Sadler’s Wells, London
May 14, 2019
Maggie Foyer
Benoit Swan Pouffer’s debut season as Artistic Director attracted an audience eager to see where he would be leading the company. Two established heavy weights with the excitement of a newcomer sandwiched between, was a safe bet but didn’t say much about the future direction. However, it promised a good evening of dance that despite the commitment and talent of a company on top form, didn’t fully deliver.
PreSentient (2002) is vintage Wayne McGregor, matching Steve Reich’s music in brilliance of phrasing and structure. The movement is fluid with quick fire salvos of extreme action. The dancers revelled in the technical challenges, especially in the innovation of his duets that ignored any suggestion of rules to accommodate a heady mix of partners. Designed with quality simplicity, when performed at this standard, it is always a joy to watch.
Marion Motin comes from a background of fashion and music. Her Rouge was a mixed bag of bits and pieces from those other worlds, but offered little in the way of interesting choreography. There was playful glee as dancers gambolled on a fog-bound stage, falling and recovering, discarding the maverick items of clothing that had marked out their individuality.
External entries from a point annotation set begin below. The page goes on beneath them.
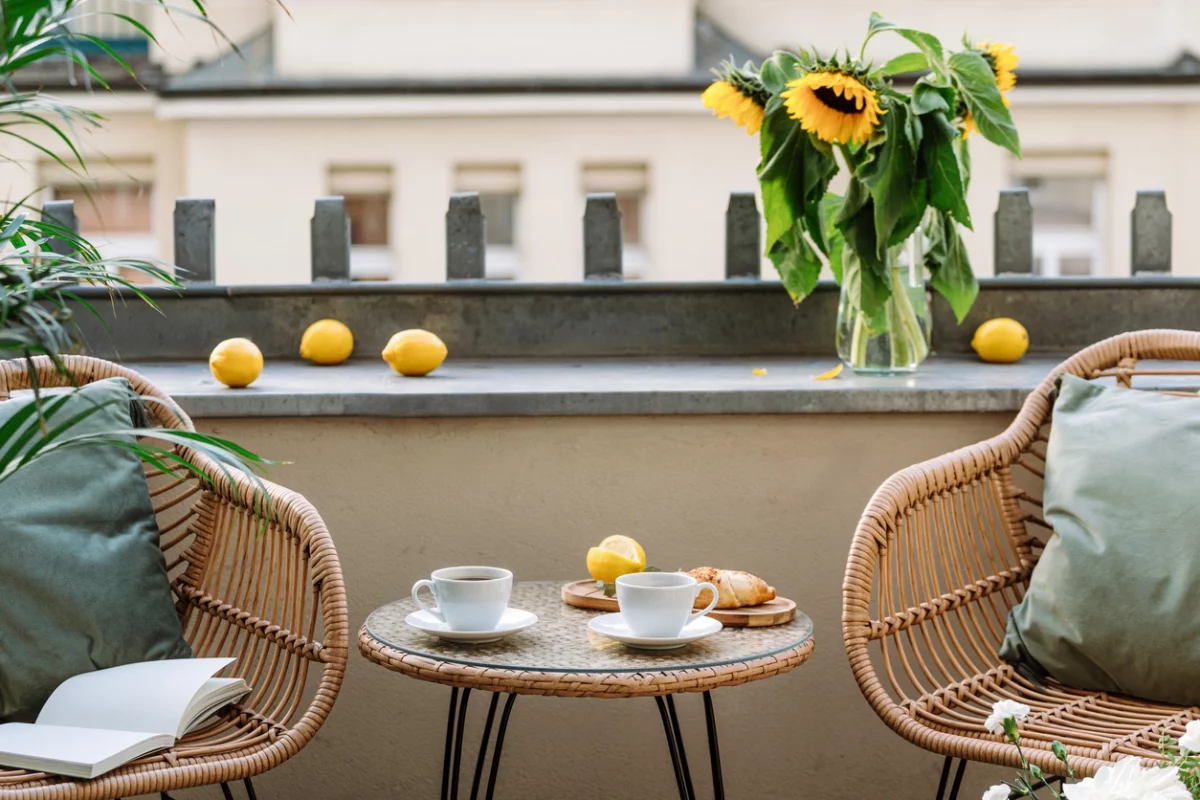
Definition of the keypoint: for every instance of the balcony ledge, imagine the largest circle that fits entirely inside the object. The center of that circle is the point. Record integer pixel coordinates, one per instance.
(601, 386)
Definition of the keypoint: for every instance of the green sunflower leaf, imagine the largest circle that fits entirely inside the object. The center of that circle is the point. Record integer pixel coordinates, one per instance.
(863, 272)
(835, 244)
(940, 162)
(891, 175)
(977, 83)
(906, 64)
(928, 98)
(863, 283)
(797, 263)
(778, 70)
(949, 269)
(963, 150)
(912, 212)
(929, 44)
(792, 172)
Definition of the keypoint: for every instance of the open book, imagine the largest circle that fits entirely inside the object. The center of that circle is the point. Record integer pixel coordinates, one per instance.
(100, 720)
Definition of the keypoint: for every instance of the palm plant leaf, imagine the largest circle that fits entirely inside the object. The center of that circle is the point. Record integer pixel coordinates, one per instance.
(42, 263)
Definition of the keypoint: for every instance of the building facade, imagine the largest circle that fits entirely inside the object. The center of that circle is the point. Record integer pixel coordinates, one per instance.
(399, 103)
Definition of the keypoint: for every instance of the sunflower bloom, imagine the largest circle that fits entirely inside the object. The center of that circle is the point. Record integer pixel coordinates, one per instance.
(1002, 59)
(834, 107)
(727, 100)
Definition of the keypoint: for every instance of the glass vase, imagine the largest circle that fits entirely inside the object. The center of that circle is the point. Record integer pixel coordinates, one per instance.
(895, 340)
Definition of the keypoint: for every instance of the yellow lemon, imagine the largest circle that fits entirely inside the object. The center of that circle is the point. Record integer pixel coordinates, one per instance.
(414, 353)
(617, 555)
(327, 342)
(235, 362)
(1001, 341)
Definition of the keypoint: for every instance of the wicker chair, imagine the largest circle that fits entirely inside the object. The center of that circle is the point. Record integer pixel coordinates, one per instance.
(943, 551)
(271, 597)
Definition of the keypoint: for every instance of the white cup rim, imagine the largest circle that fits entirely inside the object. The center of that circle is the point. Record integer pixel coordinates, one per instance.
(478, 573)
(657, 581)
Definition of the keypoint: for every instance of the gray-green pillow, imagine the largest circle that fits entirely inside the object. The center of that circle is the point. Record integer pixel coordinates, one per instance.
(1114, 603)
(83, 583)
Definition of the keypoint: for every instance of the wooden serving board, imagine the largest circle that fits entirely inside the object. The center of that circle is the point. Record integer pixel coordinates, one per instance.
(585, 594)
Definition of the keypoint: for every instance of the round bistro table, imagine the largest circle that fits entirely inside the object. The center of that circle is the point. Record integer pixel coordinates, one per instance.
(561, 656)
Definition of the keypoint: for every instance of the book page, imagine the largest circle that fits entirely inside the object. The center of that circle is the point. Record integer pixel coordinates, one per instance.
(81, 752)
(150, 697)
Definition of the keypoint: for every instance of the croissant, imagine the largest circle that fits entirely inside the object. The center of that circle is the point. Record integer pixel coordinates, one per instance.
(735, 589)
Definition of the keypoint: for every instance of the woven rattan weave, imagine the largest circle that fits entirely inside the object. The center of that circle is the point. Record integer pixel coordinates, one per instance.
(273, 597)
(945, 549)
(561, 657)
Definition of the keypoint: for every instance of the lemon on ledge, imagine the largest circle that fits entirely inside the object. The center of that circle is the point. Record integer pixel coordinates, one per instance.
(414, 353)
(1001, 341)
(615, 557)
(235, 362)
(327, 342)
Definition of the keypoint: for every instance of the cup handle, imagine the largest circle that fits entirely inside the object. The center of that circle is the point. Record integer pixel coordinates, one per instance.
(431, 609)
(712, 605)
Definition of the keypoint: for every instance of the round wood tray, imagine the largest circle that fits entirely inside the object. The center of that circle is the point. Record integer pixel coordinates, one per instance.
(585, 594)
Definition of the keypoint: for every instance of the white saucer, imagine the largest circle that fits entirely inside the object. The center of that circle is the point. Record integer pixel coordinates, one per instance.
(615, 627)
(514, 620)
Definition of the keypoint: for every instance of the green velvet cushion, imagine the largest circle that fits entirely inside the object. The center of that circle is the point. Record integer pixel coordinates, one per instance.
(83, 583)
(1114, 603)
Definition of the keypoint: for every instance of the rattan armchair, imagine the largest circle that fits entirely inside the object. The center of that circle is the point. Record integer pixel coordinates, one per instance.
(945, 549)
(273, 596)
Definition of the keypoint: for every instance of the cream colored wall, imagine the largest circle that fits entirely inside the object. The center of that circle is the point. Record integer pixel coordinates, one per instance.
(265, 193)
(130, 132)
(778, 495)
(267, 160)
(1097, 34)
(484, 38)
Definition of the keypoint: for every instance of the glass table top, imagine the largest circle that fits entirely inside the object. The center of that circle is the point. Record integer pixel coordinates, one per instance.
(561, 642)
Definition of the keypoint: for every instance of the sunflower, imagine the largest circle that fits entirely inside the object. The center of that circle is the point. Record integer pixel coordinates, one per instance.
(1002, 59)
(834, 106)
(737, 94)
(727, 100)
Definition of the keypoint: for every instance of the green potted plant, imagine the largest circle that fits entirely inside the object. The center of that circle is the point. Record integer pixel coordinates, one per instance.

Settling down to more practical dancewear the dancers settle for en masse clubbing, to rather drab music, occasionally livened up with flailing arms. The attention-seeking lighting, by Judith Leray, provided a constant flow of ideas, colour changes and action. Neon strips traversed the stage and running lights ignited at intervals while the strobe lighting went on for an achingly long time. Finding ‘our real selves’ as the programme notes suggested, proved a rather tedious self-serving exercise. Rouge looked too much like a rerun and haven’t we been there before?
It is impressive that Rambert can still afford live musicians. For Hofesh Shechter’s In your rooms, the musicians were installed in a raised onstage box where they were revealed or concealed in the shifting light, adding greatly to the atmosphere. This was his breakthrough work, dating from 2007, and it has all the elements we have come to expect in a Shechter work. The movement is tightly bound, high voltage, with pulsing shifts that works so effectively in tight groups.
The work is personal, Shechter’s voice, dropped in like sound bubbles in a comic strip, makes sure you get the message. The bumper-sticker phrase on the message board feels horribly patronising and could go, however. The lighting draws the eye like a director’s lens, building tension in conjunction with blasts of sound. It’s a winning combination but one that would benefit from judicious editing.
Pouffer comes with a fine reputation in searching out new talent. With so many exciting choreographers around, I hope he can make the match and forge a distinctive identity for Rambert.